With increasing demand of broad-band services the subscriber network will see an increase in the fibre content and digitalization. The final digitalization of the subscriber lines opens up the future possibilities of connecting a wide variety of digital equipment at the subscribers' premises, such as data terminals, telefax, teletex etc.. We then have an Integrated Services Digital Network (ISDN), where telephone services, data services, video services etc are switched by one integrated telecommunications network.

1.4 Service development trends

The service explosion in recent year has imposed new requirements on the networks. In order to facilitate the planning of a simple, flexible and cost effective network that can offer high quality services, it is important to specify these services as well as possible . It will be necessary to have a much more service centered view of the telecommunications network and planning of thc network actually ought to start with a definition of service scenarios.
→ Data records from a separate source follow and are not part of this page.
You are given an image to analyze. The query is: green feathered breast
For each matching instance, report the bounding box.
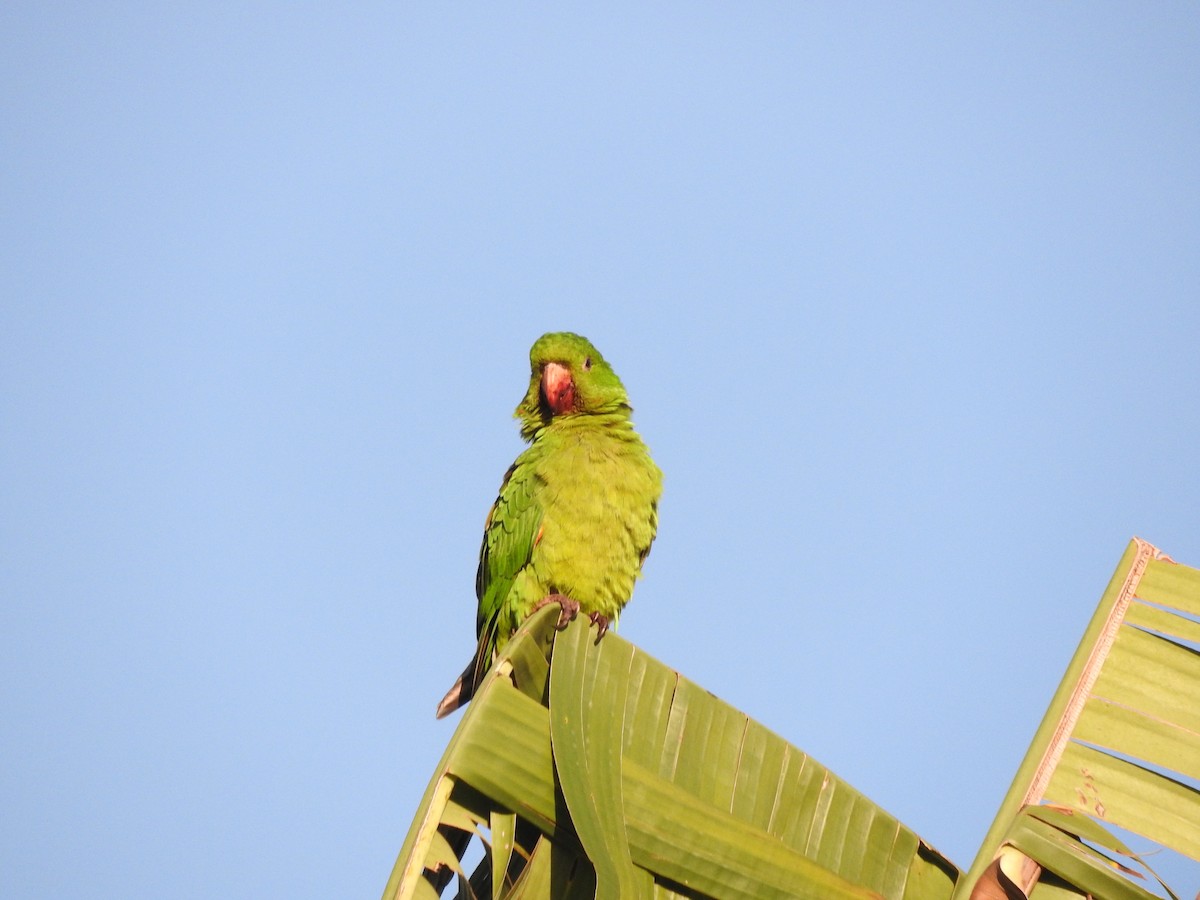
[438,332,662,718]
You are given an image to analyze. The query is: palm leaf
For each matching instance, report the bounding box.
[384,610,959,900]
[955,539,1200,898]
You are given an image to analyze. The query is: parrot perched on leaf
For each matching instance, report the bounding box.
[438,331,662,719]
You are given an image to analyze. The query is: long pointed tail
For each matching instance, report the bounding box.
[437,648,487,719]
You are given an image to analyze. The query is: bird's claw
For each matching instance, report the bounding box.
[588,612,608,643]
[533,594,580,631]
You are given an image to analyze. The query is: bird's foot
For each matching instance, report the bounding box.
[588,612,608,643]
[530,594,580,631]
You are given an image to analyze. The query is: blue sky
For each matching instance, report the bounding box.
[0,4,1200,898]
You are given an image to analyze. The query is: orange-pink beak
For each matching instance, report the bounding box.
[541,362,575,415]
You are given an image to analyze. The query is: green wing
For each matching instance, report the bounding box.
[475,458,542,668]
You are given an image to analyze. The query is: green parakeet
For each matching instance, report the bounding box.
[438,332,662,719]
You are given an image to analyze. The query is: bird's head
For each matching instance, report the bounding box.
[515,331,630,440]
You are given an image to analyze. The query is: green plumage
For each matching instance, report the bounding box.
[438,332,662,718]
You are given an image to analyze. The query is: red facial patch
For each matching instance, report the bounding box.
[541,362,575,415]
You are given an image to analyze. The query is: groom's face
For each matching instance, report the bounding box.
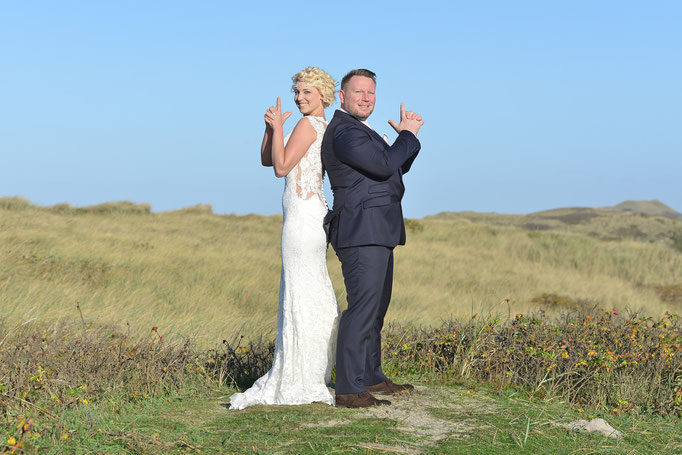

When possible and needed services are determined for the strategic future point of time, the corresponding technical requirements such as use of CCS7, IN, B-ISDN should be defined. Some of the services that are available currently are Call forwarding, Call distribution, Queuing, Call back, Hot line, Free phone, Terminal mobility, Information service, Telefax, Data communication, Videoconferencing. It is important to determine whether the existing infrastructure would be suitable for mobility--terminal and personal, Bandwidth on demand, Multimedia services, distributive services, interactive services etc..

1.5 Bandwidth requirements

Bandwidth emerges as an important requirement. References are made to "Narrowband", "Wideband" and "Broadband". Estimated bandwidth requirements for various services are given below-

Voice POTS 64kbps GSM mobile 13kbps

Text Telex 50bps Teletex 2.4kbps Electronic mail <64kbps

Data Normal 2.4 - 9.6kbps File transfer 64kbps - 8Mbps LAN <=100Mbps

Image Facsimile Gr 1-3 2.4kbps Facsimile Gr 4 2.4 - 64kbps CAD/CAM 64KBPS - 34Mbps

Image/Video Simple Videophone 64kbps Normal Videophone 2Mbps Videoconference (C) 64kbps - 2 Mbps TV(C) 34Mbps HDTC(C) 140Mbps HDTV >140Mbps Note: (C) Indicates Compressed.

1.6 Network requirements

The trend today is toward increased use of optical fibre communication systems based integrated services digital network. The infrastructure of the access network comprises ducts, cables and associated equipment and represents considerable capital investment for the network operator. Changing this infrastructure requires long term decisions. One solution to avoid development of new, initially costly, infrastructure is to use radio access. However, to serve a more demanding market, cable oriented solutions are required as their long run costs are lower and capacity higher. This means in practice optical fibre. By using sophisticated coding techniques, bit rates in access of 2 Mbps can be carried on copper, offering possibility that a number of future services will be delivered over the copper network. In the longer term only the optical fibre and to some extend radio will have the bandwidth capability that can deliver an access network which will meet all future service requirements. Unfortunately the cost of fibre systems is high but Passive Optical Networks(PONs) offer imminent possibility that fibre systems can be deployed economically not only to small and medium businesses but also to residential customers requiring broadband services.